I was devastated at first. I had a hard time sleeping, blamed myself, and felt like things weren't going to be okay. After going about a week or so with these feelings, I found myself starting to get mad at my ex whenever I thought of our breakup. I quickly started replacing my feelings of sadness with feelings of anger, as it was a lot easier to be angry that it was to be sad.
I continued being angry for awhile. But, I quickly noticed that anger felt good in the moment, but afterwards I'd still feel just as bad about the breakup as before. When I let myself feel sad, however, I would feel a bit better (not a lot, but a bit) after letting myself feel bad.

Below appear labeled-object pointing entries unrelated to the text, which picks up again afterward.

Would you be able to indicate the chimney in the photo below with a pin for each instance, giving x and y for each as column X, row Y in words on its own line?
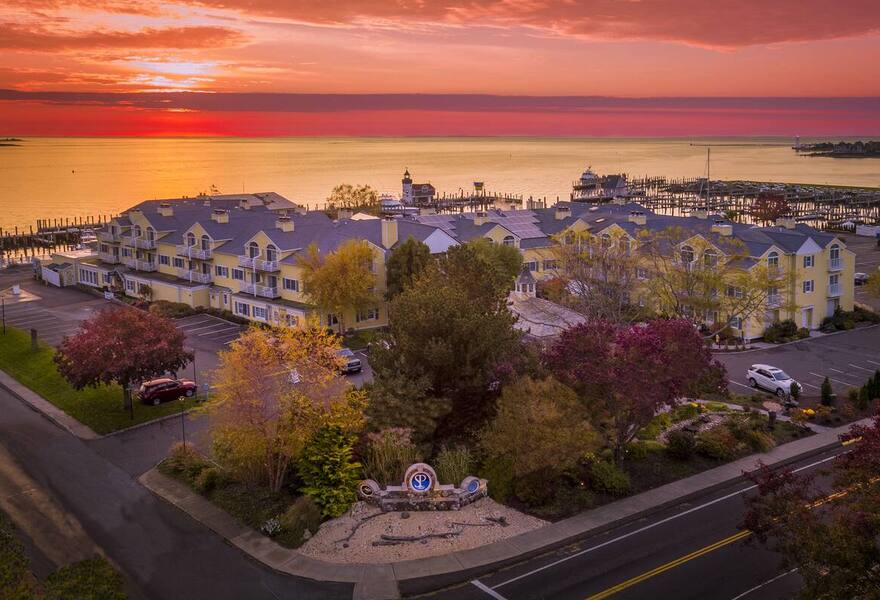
column 284, row 224
column 637, row 217
column 722, row 228
column 788, row 222
column 389, row 232
column 219, row 215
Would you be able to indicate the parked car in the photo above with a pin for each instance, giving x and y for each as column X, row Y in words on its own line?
column 352, row 362
column 771, row 379
column 157, row 391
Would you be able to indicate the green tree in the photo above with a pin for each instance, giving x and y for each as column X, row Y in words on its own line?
column 450, row 327
column 328, row 471
column 406, row 262
column 340, row 281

Suddenly, memories from after my dad's death came back to me. I remembered a few weeks after his death, when I started replacing my sadness with anger. It was so much easier to be angry than it was to be sad, so that's what I chose. I then remembered how, trying to make my anger cure my sadness actually caused me to feel a lot worse about my dad's death. I then realized that it was doing the same thing with my breakup.

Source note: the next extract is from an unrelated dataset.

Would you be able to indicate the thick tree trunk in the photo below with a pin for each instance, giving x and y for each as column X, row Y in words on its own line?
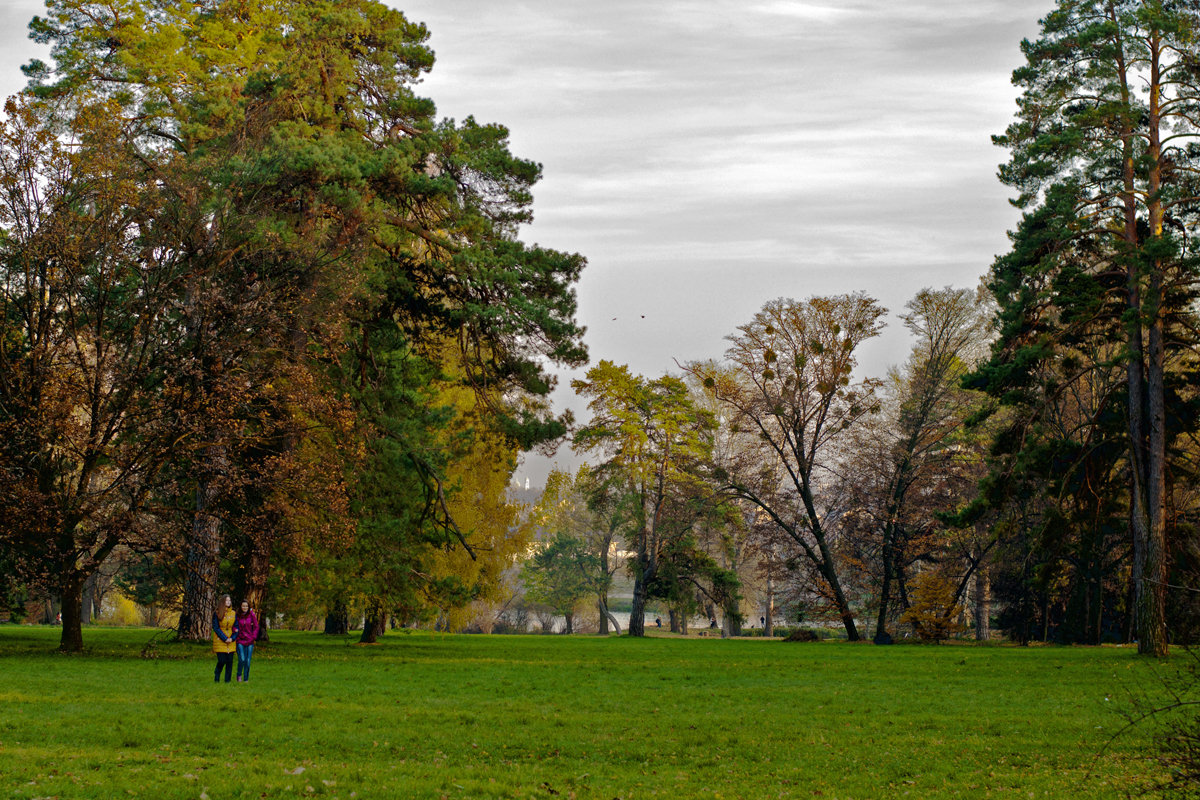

In the moment, it's easier to choose anger over sadness. It's also easier to ignore your pain. But, that doesn't work. In the moment, it might seem okay, but as time goes on your grief will just get worse instead of better.
Breakups are a lot like grief. I felt myself going through the five stages after I got dumped: denial, anger, bargaining, depression, acceptance (in any particular order). While breakup grief isn't exactly the same as death grief, I found myself having a lot of the same feelings that I did when my dad died.
I used to think that people who were sad after breakups were dumb, and that there was nothing to it. But, after getting broken up with, I realized that I needed to be sad and needed to not be okay for awhile. If you just got dumped, please know that it's okay if you're going through breakup grief. Let yourself feel your pain and your emotions.
As I was grieving my breakup, I also began to miss my dad a lot more. He had just died a few months before, and grieving my relationship also caused me to grieve my dad a lot more than before. I've since realized that breakups trigger a lot of preexisting grief. Luckily enough for me, I have an amazing support system, who knew how upset I was, and was there for me. It's okay to rely on your support system after a breakup, and to let them know that you're struggling.
Breakups are a lot like grief. Just remember: Even though it may seem easier at the time, anger does not cure sadness.